Optical pyrometry's implementation has been delayed because of the significant wafer emissivity problem in PVD, CVD and RTP; and optical pyrometry does not lend itself to retrofits. It is nearly impossible to install a fiber in an existing furnace and make it work. However, when the furnace is designed for it, the end result is superior. Even if optical pyrometry's results are not exceptional, it is still desirable, since the alternative is to operate without temperature information. As a user put it, "It is the difference between having very poor vision and being blind."
| Optical pyrometry's vision is not great. Many of the tools shipped in $1 million deposition systems provide a measurement capability of between ±3°C and ±15°C accuracy. Although not ideal, it is orders of magnitude better than having no knowledge about what the temperature is. Currently, a ±3°C accuracy is state-of-the-art, but this is improving.

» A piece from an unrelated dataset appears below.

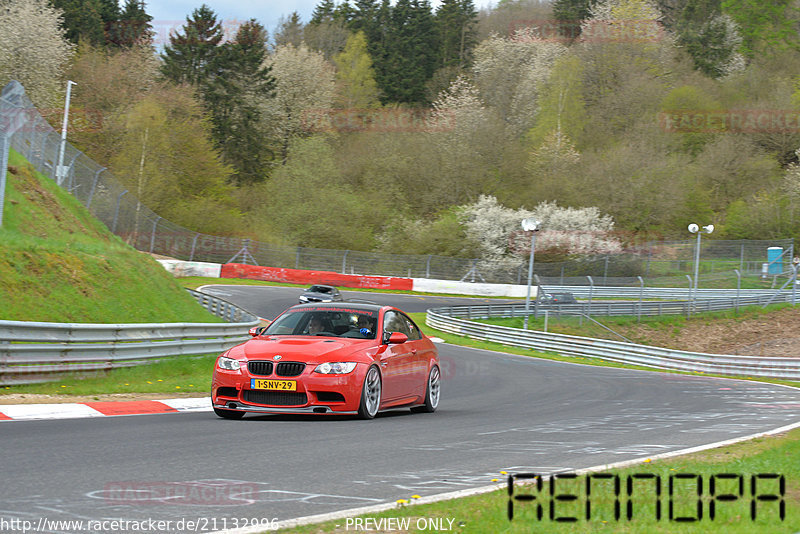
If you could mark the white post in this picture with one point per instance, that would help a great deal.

An obstacle to better accuracy is wafer emissivity, which is minimized by the chamber geometry. Background "noise" is another; that is, light originating from somewhere other than the hot wafer. This is a considerable problem for plasma systems, where the plasma generates a large amount of stray light, and in RTP. Yet another issue is wafer transmission, where the wafer becomes semitransparent, and the measurement system looks through it as well as at it. The latter is a low-temperature (100-500°C) measurement problem. |  Fiber optics-based pyrometry systems use a fiber or a quartz or sapphire rod to measure temperature using a hot wafer's emitted light. |
Fiber optic pyrometry field calibration is problematic. Calibration can be thrown off when a system is installed. Dirty optics is another issue -- it is difficult to clean the system inside a process chamber. Companies like Applied Materials (Santa Clara, Calif.), Luxtron (Santa Clara, Calif.) and Novellus (San Jose, Calif.) are exerting considerable efforts to solve field calibration problems, and major improvements will result.

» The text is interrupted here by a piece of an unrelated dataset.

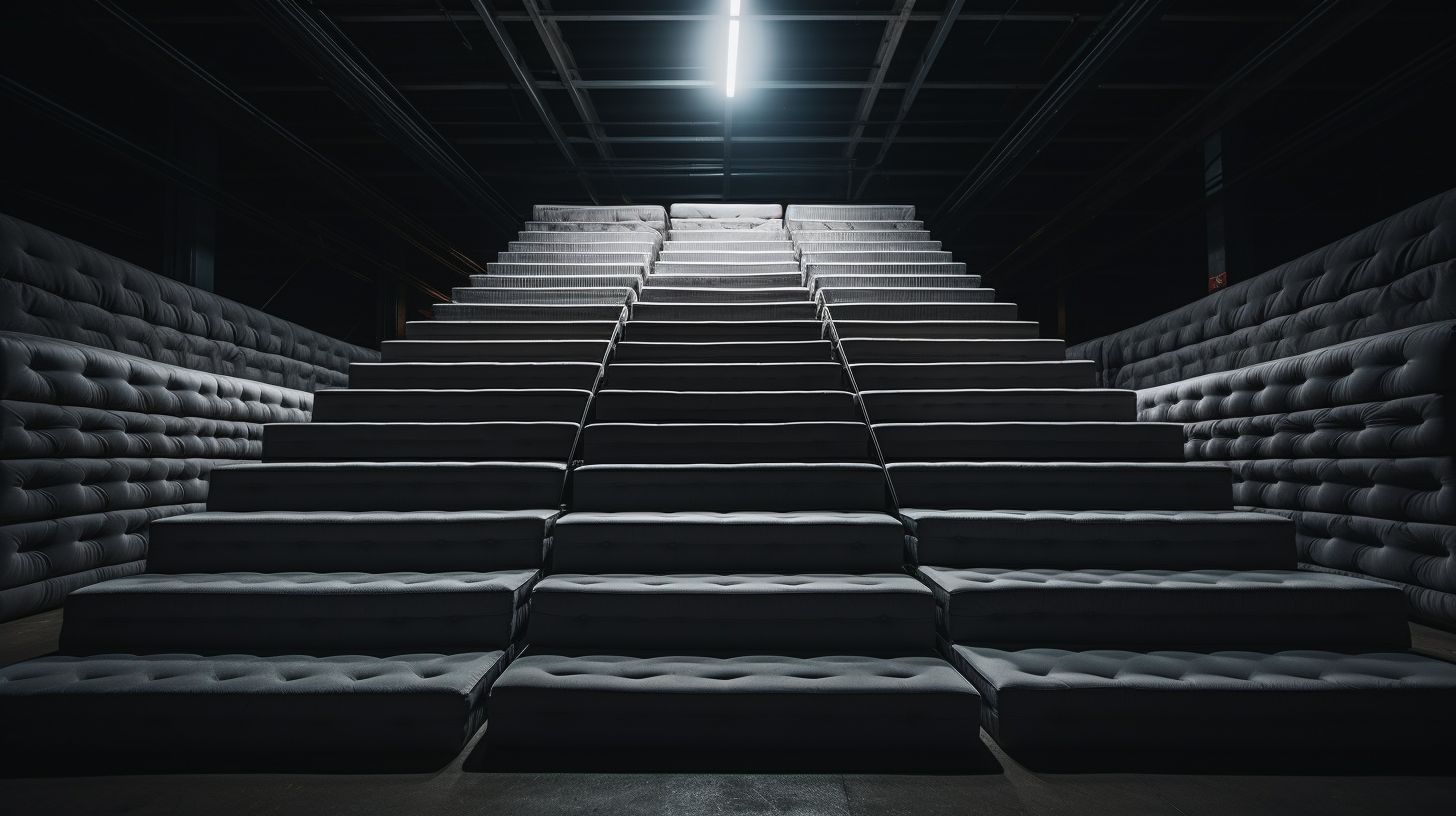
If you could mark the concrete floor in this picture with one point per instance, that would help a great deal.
(1017, 790)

Using an integrating amplifier, it will be possible to process smaller signals. Less light will be needed to make measurements, permitting systems to track temperatures down to 200°C instead of 400°C, today's bottom end. That will open up new processes -- some plasma-assisted CVDs will have better temperature measurement, and more etch processes will be monitored. PVD processing will be better tracked, an important capability as geometries and thermal budgets shrink.
As electronics get smaller and the amplifier and signal processing system are miniaturized further, the collection optics will be directly connected to the electronics. As these improved systems begin coming on-line this year, optical pyrometry will be well on its way to becoming the standard for in situ wafer processing temperature measurement.